KABAR itu tiba di
malam yang menua, Rabu (29 Agustus 2012). Beberapa short message dan BlackBerry
Messenger (BBM) mengabarkan Wakil Bupati (Wabup) Bolaang Mongondow Timur
(Boltim), Medy Lensun, akan mengundurkan diri dari jabatannya. Pernyataan ini,
tulis beberapa kawan dan sanak, bisa dicek di status BBM-nya.
Saya buru-buru mencari kontak BBM Wabup Boltim dan terhenyak
ketika menemukan info itu benar adanya. Apa gerangan yang menyebabkan Medy
Lensun pecah kongsi dengan pasangannya, Bupati Sehan Lanjar? Hubungan mereka,
sebagaimana relasi antar elit umumnya, sepengetahuan saya sangat dinamis. Tapi
biasanya dengan cepat mereka segera se-iya sekata lagi.
Kedua tokoh itu saya kenal dekat. Eyang –sapaan akrab Bupati
Boltim—selalu menyebut Medy sebagai ‘’Wabup dan adik saya’’. Sebaliknya di
kesempatan-kesempatan pribadi Medy menyapa Bupatinya sebagai ‘’Eyang’’ saja.
Hampir tak ada jarak di antara mereka berdua.
Sebagai pasangan Bupati-Wabup terpilih yang dilantik pada 4
Oktober 2010 lalu, Eyang-Medy melalui jalan yang tak mudah. Dibanding para
pesaingnya, pasangan ini adalah underdog
dalam segala pengertian (tidak didukung partai besar, dana terbatas dan kalah
popularitas). Eyang menggambarkan proses terpilihnya mereka berdua sebagai,
‘’Kerja politik yang susah-payah dan berdarah-darah.’’
Karena itu, dalam satu pertemuan dengan saya dan beberapa
kawan di Hotel Swiss Maleosan Manado, Eyang dan Medy tanpa ragu bertekad
mempertahankan duet mereka hingga akhir masa jabatan. Malam itu saya tidak
menangkap yang disampaikan adalah komitmen politik, melainkan kemesraan dan
saling memahami antara dua tokoh yang telah dengan tulus mengikat kesepakatan.
***
Pukul 23.39 WIB saya mengontak Medy Lensun dan menanyakan
apakah dia serius dengan maklumat mundur itu? Dan apa penyebabnya? Komunikasi
kami tentu bukan konsumsi publik, tetapi intinya Medy tidak sedang baku sedu. Dia dan Eyang terpaksa harus berpisah
sebab memang demikianlah situasinya.
Menjelang tidur terlintas di benak saya harapan semoga Medy
menyampaikan pengunduran diri (serta alasannya) dengan elegan dan bermartabat.

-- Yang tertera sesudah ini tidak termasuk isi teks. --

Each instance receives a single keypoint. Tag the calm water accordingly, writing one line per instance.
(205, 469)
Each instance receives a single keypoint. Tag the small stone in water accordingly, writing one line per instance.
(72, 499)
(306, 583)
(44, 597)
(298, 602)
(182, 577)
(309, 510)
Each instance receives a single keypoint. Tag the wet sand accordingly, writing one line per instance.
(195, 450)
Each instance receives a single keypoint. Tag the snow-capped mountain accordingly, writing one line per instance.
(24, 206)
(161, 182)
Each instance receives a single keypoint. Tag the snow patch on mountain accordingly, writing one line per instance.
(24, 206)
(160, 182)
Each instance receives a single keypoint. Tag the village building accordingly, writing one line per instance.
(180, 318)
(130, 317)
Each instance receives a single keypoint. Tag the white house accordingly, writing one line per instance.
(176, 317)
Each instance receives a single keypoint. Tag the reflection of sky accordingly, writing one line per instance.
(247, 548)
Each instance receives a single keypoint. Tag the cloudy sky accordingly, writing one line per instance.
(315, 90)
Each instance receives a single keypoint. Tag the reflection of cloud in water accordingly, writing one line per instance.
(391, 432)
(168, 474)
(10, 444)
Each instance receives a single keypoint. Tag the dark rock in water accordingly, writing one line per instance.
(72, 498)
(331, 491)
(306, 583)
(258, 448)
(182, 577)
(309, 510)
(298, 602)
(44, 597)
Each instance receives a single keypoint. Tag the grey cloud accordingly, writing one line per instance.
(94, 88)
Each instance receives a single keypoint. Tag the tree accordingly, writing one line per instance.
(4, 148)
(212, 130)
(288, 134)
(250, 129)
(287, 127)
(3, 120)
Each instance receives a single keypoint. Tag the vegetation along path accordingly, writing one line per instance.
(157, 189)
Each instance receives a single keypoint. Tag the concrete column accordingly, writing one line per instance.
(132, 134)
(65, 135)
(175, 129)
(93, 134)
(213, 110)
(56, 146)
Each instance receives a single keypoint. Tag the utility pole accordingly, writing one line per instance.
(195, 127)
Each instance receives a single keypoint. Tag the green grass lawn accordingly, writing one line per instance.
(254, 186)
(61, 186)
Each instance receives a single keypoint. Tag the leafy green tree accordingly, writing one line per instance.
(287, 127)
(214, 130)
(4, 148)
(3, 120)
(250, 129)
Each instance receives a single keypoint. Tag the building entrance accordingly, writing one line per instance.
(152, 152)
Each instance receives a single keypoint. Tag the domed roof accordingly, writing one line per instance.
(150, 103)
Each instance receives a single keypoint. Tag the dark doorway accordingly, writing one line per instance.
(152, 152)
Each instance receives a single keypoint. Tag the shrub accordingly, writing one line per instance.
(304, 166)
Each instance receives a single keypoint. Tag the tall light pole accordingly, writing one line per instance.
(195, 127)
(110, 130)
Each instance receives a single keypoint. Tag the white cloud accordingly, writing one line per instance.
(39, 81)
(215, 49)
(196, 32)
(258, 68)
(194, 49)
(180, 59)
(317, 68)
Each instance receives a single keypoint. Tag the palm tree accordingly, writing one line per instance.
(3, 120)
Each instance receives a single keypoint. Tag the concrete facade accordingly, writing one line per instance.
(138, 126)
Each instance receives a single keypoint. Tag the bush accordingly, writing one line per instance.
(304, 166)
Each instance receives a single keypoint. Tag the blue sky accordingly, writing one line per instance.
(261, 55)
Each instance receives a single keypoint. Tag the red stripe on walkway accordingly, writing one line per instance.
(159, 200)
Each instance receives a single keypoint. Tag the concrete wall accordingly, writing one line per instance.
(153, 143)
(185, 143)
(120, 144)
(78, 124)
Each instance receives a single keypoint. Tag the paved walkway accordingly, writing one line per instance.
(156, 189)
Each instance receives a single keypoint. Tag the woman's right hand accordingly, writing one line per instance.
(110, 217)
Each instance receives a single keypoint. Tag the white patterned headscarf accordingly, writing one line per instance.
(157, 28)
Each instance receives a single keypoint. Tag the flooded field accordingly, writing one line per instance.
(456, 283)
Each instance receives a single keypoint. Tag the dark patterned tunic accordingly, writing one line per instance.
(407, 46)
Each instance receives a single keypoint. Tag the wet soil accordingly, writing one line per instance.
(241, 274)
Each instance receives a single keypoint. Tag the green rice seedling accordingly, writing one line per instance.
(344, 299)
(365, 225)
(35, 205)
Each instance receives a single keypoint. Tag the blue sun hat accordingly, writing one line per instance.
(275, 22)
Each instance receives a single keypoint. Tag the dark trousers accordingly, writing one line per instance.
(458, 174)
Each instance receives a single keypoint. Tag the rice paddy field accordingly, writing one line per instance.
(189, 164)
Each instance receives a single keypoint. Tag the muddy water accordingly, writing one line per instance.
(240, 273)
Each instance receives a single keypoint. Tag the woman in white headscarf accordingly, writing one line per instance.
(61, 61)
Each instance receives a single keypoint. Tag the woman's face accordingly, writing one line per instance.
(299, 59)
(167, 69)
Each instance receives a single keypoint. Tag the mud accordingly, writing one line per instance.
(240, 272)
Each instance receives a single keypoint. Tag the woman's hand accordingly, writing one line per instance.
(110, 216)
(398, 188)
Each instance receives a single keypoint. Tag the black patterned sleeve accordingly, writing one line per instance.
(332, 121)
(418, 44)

Dengan begitu dia bukan hanya membuktikan bahwa ‘’jabatan bukan tujuan’’,
tetapi juga memberikan pelajaran integritas pada warga Boltim umumnya dan
Bupati Sehan Lanjar khususnya.
Sayangnya Kamis (30 Agustus 2012) beberapa media massa
–cetak dan elekronik—yang memuat lebih detil ihwal pengunduran diri Medy jauh
dari harapan saya. Bahkan ada berita dengan kutipan langsung, yang menurut
pendapat saya, menunjukkan Medy tak mampu mengontrol emosi dan tergelincir
menyerang Eyang secara pribadi sebagai sosok dengan kepribadian yang tak dapat
dipercaya.
Ah, andai Medy mengundurkan diri dengan pernyataan
terkontrol, bahwa karena tidak lagi cocok dengan Bupati sebagai pasangannya.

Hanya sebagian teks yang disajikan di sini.